Tuesday, March 21, 2017

Lamentations 4:17-18 -- On Drama and Apocalyptic Thinking

"As for us, our eyes as yet failed for our vain help: in our watching we have watched for a nation that could not save us.
They hunt our steps, that we cannot go in our streets: our end is near, our days are fulfilled; for our end is come."
Lamentations 4:17-18


In these verses, things are pretty bad because of sin and iniquity.  I'm not sure if this is part of Jeremiah's prayer, or in between prayers, but either way, he isn't happy about it, and he thinks the end has come.  And it certainly was an end for many, because this was written after the Babylonian invasion of Jerusalem (approximately 586 BC), and things were very, very bad.  Luckily, it wasn't *the* end.

I think Jeremiah's worry was understandable.  It was a situation filled with horror and death and it was hard to see any hope for the future.  I pray that we don't have to live through similar horrors.  Unfortunately, unlike Jeremiah, I think we often start talking or worrying about the end with much less provocation.  Sometimes it is just a couple of inches of snow and we start calling it the snowpocalypse.  :)  And of course we buy the corner store out of milk and bread... because we aren't really good at long term preparation, but we are awesome at panic. :)  In our personal lives too, it seems like whenever something happens that we don't like, we jump to drama.  Our emotions fly out of proportion, and we think it is the end, because if one thing could go wrong, then certainly the whole universe is against us. :)

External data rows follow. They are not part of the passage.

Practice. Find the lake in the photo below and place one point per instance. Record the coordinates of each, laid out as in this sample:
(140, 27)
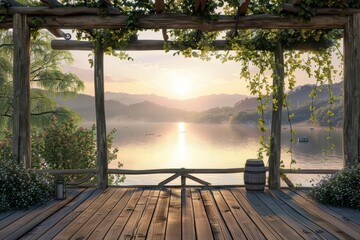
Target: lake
(188, 145)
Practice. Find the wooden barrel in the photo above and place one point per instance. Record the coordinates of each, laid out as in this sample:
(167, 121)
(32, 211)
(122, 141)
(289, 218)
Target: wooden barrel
(254, 175)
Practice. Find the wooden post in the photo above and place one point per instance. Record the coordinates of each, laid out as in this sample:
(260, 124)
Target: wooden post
(101, 158)
(275, 137)
(21, 85)
(351, 126)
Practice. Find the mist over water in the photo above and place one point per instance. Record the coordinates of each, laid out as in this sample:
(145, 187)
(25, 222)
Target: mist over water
(187, 145)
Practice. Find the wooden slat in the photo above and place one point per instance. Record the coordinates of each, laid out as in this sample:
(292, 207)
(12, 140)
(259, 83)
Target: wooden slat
(342, 229)
(196, 179)
(263, 226)
(21, 91)
(158, 223)
(298, 226)
(117, 227)
(105, 225)
(218, 226)
(142, 229)
(187, 215)
(158, 45)
(40, 229)
(347, 213)
(173, 230)
(340, 217)
(180, 213)
(107, 206)
(281, 227)
(130, 228)
(351, 117)
(314, 218)
(31, 220)
(101, 140)
(302, 216)
(169, 179)
(249, 228)
(60, 225)
(230, 221)
(81, 219)
(276, 117)
(202, 224)
(6, 214)
(62, 18)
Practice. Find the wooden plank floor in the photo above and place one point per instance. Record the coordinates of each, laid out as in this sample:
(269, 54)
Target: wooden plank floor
(174, 213)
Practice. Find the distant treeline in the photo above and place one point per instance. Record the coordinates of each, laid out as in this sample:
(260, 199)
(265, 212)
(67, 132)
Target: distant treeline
(243, 112)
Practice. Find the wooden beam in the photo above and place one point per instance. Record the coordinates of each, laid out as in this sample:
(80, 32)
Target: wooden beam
(58, 11)
(101, 158)
(351, 125)
(275, 135)
(181, 21)
(158, 45)
(52, 3)
(21, 88)
(290, 8)
(13, 3)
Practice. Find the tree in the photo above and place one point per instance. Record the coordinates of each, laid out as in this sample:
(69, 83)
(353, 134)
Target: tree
(46, 76)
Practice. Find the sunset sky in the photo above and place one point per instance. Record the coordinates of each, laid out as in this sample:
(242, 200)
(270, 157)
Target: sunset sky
(160, 73)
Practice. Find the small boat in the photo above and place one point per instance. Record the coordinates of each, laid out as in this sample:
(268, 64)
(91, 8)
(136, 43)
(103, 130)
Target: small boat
(303, 139)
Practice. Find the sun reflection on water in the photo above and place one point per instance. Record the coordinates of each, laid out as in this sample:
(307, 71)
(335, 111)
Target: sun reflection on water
(180, 153)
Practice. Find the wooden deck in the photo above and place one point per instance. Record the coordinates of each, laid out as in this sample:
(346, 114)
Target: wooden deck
(174, 213)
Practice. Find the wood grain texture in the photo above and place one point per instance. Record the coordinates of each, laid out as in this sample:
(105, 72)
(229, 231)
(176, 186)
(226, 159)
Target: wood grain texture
(276, 120)
(179, 213)
(21, 91)
(351, 118)
(101, 157)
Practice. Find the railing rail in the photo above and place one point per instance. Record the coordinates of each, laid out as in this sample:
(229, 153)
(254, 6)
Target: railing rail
(184, 173)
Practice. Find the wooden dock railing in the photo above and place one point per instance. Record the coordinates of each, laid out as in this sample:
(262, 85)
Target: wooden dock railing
(183, 173)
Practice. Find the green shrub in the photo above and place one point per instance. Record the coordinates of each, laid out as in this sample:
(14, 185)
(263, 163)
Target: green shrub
(21, 188)
(340, 189)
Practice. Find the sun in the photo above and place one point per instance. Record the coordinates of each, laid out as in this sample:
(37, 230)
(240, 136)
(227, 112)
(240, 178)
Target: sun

Now, by saying that we are drama addicts and panic easily, I don't mean to suggest that all of our trials are imaginary.  We all have real, serious trials that we have to face, and they are hard for us, even if they aren't hard for anyone else.  Paranoia probably makes them worse, but it doesn't make them appear out of thin air.  And I definitely don't think we should avoid drama by being lazy or complacent either.  God tells us in D&C 58:27-28 that we "should be anxiously engaged in a good cause, and do many things of their own free will, and bring to pass much righteousness; / For the power is in them."  In other words, we have the power to choose to do good, and also the power to trust God and to hope rather than to despair.  That's part of the lesson that Jeremiah gives us here as well.  Instead of choosing to watch for and trust in something else to deliver us, we should be trusting in and watching for God.

God asks us to "be patient in afflictions, for thou shalt have many; but endure them, for, lo, I am with thee, even unto the end of thy days" (D&C 24:8).  If we really believe that, then in the midst of our trials--even the worst ones--we can find something to hang on to, and to hope for, because no one can ever take God away from us.  The only way we will lose him is if we choose to walk away.  Today, let's trust in God and work on letting go of our paranoia and our panic.  Let's ditch the drama and find confidence and peace in listening to the Lord.